Se perguntando por um aluno sobre o que é tomar distância epistemológica do objeto lhe respondo que não sei, mas que posso vir a saber, isso não me dá a autoridade de quem conhece, me dá a alegria de, assumindo minha ignorância, não ter mentido.

            Isso deixa bem claro o quanto o educador deve assumir uma postura humilde perante os educandos. Não seria ético dar uma resposta falsa. Seria falta de comprometimento também não estar pronto para outras perguntas que poderiam vir. Já tive depoimentos de alunos que diziam que o professor se irritava quando questionado e o mesmo não permitia conversas dentro da sala, mesmo sendo sobre o assunto tratado. Outro caso que o aluno questionou o professor e o mesmo, após a aula, chamou-o de lado e perguntou se tinha algo contra a sua pessoa, porque se sentiu desrespeitado. FREIRE (2002) ainda afirma que não há como o educador passar despercebido pelos educandos. Isso aumenta ainda mais a responsabilidade e o cuidado com o desempenho do educador em sua prática docente. É importante saber se avaliar como educador e saber interpretar as reações e comportamento dos educandos, humildemente e solidariamente de forma a sempre aproximar mais o educando do educador.

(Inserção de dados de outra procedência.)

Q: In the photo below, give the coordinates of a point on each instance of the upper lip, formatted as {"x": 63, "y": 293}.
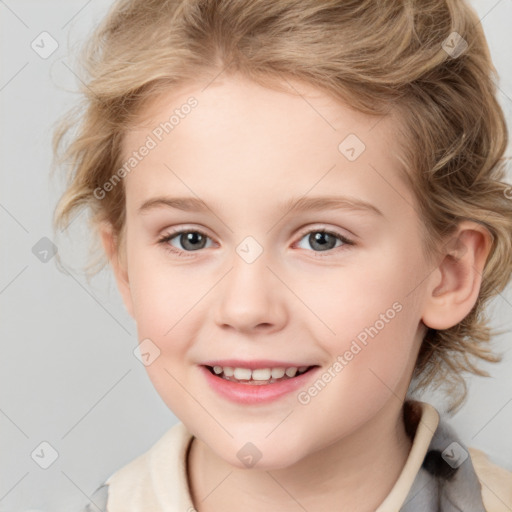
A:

            Conhecer o educando traz sempre a aproximação, a amizade. A boa relação e a afetividade na minha prática como educador sempre me trouxeram boas amizades, satisfação e motivação em meu trabalho. Meu interesse pela espiritualidade e o esoterismo também demonstraram grande efeito na relação afetiva com o educando. O conhecimento do esoterismo pessoalmente me traz uma ferramenta a mais na relação afetiva com o educando. O conhecimento dos signos do zodíaco pode ser um meio de melhor compreender algumas personalidades. Já fui conselheiro de diversas turmas e, em meu discurso em momentos de motivação, sempre procurei relacionar a vida, o ambiente escolar como algo além dos olhos. Essa relação que faço não é ligada a crenças ou religiões e sim no sentido holístico ou também metafísico, onde com raras exceções, todos podem compreender independente de sua crença ou religião. 

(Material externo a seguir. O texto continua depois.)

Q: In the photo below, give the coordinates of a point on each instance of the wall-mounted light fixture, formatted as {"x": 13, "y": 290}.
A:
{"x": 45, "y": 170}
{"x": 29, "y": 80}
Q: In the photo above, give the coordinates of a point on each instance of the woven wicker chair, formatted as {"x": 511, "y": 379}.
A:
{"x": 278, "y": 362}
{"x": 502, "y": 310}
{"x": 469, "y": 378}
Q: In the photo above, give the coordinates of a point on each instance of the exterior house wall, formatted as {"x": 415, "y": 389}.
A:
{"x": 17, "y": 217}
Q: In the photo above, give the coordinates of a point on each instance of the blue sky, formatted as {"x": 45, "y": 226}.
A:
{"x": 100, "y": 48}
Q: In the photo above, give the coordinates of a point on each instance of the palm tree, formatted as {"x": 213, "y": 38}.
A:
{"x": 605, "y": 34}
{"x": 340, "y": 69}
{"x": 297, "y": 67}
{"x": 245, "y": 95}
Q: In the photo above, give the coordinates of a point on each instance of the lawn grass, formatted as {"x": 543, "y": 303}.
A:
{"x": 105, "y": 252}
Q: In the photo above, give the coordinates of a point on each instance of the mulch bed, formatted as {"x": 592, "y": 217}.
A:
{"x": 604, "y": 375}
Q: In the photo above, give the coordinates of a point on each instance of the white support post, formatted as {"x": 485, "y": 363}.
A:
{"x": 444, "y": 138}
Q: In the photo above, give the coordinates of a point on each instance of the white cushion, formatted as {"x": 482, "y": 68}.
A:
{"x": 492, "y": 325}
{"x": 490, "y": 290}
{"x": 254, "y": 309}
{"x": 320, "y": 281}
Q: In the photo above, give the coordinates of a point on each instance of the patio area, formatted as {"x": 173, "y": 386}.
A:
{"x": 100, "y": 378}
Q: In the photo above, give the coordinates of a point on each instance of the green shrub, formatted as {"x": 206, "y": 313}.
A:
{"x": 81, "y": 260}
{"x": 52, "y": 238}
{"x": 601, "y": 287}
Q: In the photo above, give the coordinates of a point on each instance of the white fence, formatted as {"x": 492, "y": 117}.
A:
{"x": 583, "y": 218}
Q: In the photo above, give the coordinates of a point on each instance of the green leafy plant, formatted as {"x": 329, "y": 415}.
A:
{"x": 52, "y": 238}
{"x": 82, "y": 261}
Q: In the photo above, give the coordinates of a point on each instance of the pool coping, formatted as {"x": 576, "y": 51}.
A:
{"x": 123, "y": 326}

CONSIDERAÇÕES FINAIS (Entrevistas não publicadas no BLOG)

            De acordo com as respostas dos sujeitos da pesquisa, pode-se perceber a importância da afetividade do educador no relacionamento com o aluno do PROEJA e o quanto influencia no aprendizado e na evasão.

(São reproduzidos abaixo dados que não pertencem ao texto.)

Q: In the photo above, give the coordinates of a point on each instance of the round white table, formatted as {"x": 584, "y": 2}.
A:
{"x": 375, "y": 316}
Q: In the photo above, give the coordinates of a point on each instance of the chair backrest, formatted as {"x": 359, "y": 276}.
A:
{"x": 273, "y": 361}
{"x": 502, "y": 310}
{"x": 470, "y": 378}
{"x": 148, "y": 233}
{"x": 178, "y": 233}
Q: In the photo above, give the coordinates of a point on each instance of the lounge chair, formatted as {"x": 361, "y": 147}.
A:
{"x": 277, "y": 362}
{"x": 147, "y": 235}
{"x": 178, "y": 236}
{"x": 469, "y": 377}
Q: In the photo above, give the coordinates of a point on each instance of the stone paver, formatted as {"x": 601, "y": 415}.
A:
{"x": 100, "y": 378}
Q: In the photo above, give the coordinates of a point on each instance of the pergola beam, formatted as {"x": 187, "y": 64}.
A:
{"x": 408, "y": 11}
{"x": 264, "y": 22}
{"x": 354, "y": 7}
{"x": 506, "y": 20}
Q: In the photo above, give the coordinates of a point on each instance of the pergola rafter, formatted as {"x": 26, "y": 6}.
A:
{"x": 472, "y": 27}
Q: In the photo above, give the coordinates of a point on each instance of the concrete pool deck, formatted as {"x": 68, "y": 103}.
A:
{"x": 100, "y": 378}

Os alunos do PROEJA são sujeitos que necessitam de cuidado e motivação para permanecer na escola. O trabalho, a família e o longo afastamento da escola criam uma delicada situação que necessita de carinho e atenção, além do laço afetivo entre aluno-professor e entre alunos que demonstrou influencia direta no aprendizado.

As indagações que MORIN (2000) e FREIRE (2002/2005) fazem da relação entre educador e educando demonstram pontos em comum. O aprendizado e a compreensão estão diretamente ligados à afetividade. Aspectos como empatia, bom senso, humildade e cuidado, conforme apontado por BOFF (1999), revelam ser fatores determinantes para a formação cidadã e humana, para o aprendizado e permanência do educando no PROEJA.

A afetividade na relação entre educador e educando é um tema pertinente a todos. A educação é o caminho para um mundo melhor e o educador tem total responsabilidade em conscientizar-se da importância que ele tem para a formação do educando. Amor, humildade, solidariedade e tantos outros sinônimos são atitudes e, mais que isso, uma forma de ser e agir para uma educação para a paz, para uma educação do PROEJA.

REFERÊNCIAS

BOFF, Leonardo. Saber Cuidar: ética do humano – compaixão pela terra. Petrópolis, RJ. Vozes, 1999.

FREIRE, Paulo. Pedagogia do Oprimido. Rio de Janeiro. Paz e Terra, 2005.

_______ . Pedagogia da Autonomia. Edição digitalizada por Coletivo Sabotagem, 2002. 92 p.

MORIN, Edgar. Os Sete Saberes Necessários à Educação do Futuro. São Paulo: Cortez. Brasília, DF: UNESCO, 2000.

______. A cabeça bem-feita. Rio de Janeiro. Bertrand Brasil, 2004, p.106.